RSTR-SSRF-003 — Python requests / urlopen with request input
Summary
Python equivalent of RSTR-SSRF-001. The
application performs a server-side HTTP call where the URL is sourced
directly from request attributes.
Severity
High. In cloud workloads, an attacker can read the IAM-role metadata
endpoint and pivot to full account compromise.
Languages
Python.
What rastray flags
requests.get / requests.post / requests.put / requests.patch /
requests.delete / requests.head / requests.options / requests.request,
plus urllib.request.urlopen, when the URL is request.args[...],
request.form[...], request.json[...], request.values[...],
request.GET[...], request.POST[...], or request.data[...]:
@app.route('/proxy')
def proxy():
return requests.get(request.args['url']).text # ← flagged
def view(request):
body = urlopen(request.GET['next']).read() # ← flagged
What rastray deliberately does not flag
- Literal URLs.
- URLs assigned to a local first, then passed to
requests— same one-step taint scope as the rest of rastray. requests.Session()configured with a fixedbase_url(rare in practice but appears in some clients).
How to fix it
Validate the target host before making the outbound call:
from urllib.parse import urlparse
import ipaddress, socket
ALLOWED_HOSTS = {'api.example.com', 'cdn.example.com'}
def fetch_safe(url: str) -> bytes:
parsed = urlparse(url)
if parsed.scheme not in {'http', 'https'}:
raise ValueError('only http(s) allowed')
if parsed.hostname not in ALLOWED_HOSTS:
raise ValueError('host not allow-listed')

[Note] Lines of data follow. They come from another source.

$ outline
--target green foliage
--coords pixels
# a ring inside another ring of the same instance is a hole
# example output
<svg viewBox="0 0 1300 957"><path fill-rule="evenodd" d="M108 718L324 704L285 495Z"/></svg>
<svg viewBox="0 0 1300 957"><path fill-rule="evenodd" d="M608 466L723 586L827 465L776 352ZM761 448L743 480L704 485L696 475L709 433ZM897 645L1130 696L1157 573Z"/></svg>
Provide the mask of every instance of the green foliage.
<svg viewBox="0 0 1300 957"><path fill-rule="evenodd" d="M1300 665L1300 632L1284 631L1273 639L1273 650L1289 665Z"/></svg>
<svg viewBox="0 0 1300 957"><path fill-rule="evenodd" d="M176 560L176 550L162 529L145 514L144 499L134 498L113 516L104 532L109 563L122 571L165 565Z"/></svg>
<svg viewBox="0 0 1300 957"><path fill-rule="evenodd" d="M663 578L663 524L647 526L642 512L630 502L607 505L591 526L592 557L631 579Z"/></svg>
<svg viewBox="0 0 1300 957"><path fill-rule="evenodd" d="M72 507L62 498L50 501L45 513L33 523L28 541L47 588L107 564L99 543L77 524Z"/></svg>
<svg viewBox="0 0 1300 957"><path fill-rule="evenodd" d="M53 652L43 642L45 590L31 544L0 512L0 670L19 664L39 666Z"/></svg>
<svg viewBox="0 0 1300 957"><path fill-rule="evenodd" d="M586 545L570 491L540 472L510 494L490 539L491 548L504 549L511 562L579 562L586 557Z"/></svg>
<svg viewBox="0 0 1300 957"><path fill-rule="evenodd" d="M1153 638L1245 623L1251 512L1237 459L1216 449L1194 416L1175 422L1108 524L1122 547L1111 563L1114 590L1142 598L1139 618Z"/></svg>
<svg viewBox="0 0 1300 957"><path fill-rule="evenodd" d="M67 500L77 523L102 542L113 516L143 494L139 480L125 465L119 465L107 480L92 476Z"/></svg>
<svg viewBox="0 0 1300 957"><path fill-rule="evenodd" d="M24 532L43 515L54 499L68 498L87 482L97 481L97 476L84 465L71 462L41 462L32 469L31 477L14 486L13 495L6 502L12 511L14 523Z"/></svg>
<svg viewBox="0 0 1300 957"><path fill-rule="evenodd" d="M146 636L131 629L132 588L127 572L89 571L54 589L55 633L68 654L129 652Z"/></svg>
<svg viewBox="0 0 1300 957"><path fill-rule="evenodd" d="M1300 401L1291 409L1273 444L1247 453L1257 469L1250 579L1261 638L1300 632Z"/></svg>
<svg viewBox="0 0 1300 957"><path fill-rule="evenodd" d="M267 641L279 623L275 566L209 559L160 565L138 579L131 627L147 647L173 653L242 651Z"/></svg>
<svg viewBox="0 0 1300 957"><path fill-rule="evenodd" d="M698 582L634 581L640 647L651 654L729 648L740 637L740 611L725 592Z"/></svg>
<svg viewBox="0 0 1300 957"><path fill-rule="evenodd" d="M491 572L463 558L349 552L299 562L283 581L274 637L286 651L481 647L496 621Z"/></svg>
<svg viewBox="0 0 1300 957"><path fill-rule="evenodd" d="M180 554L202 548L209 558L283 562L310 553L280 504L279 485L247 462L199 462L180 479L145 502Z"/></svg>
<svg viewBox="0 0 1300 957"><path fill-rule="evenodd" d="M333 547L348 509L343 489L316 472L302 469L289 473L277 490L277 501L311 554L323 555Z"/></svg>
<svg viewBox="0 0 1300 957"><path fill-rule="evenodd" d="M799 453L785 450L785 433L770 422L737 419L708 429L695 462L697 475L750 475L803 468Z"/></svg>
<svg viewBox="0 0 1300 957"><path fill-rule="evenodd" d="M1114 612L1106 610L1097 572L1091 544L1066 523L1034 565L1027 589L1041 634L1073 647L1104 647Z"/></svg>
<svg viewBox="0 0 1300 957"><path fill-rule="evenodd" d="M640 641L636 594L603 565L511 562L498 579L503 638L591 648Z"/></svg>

# belt-and-suspenders: resolve and reject private IPs
ip = ipaddress.ip_address(socket.gethostbyname(parsed.hostname))
if ip.is_private or ip.is_loopback or ip.is_link_local:
raise ValueError('private destination')
return requests.get(url, timeout=5, allow_redirects=False).content
allow_redirects=False matters — without it, an allow-listed host can
redirect the request into the metadata endpoint.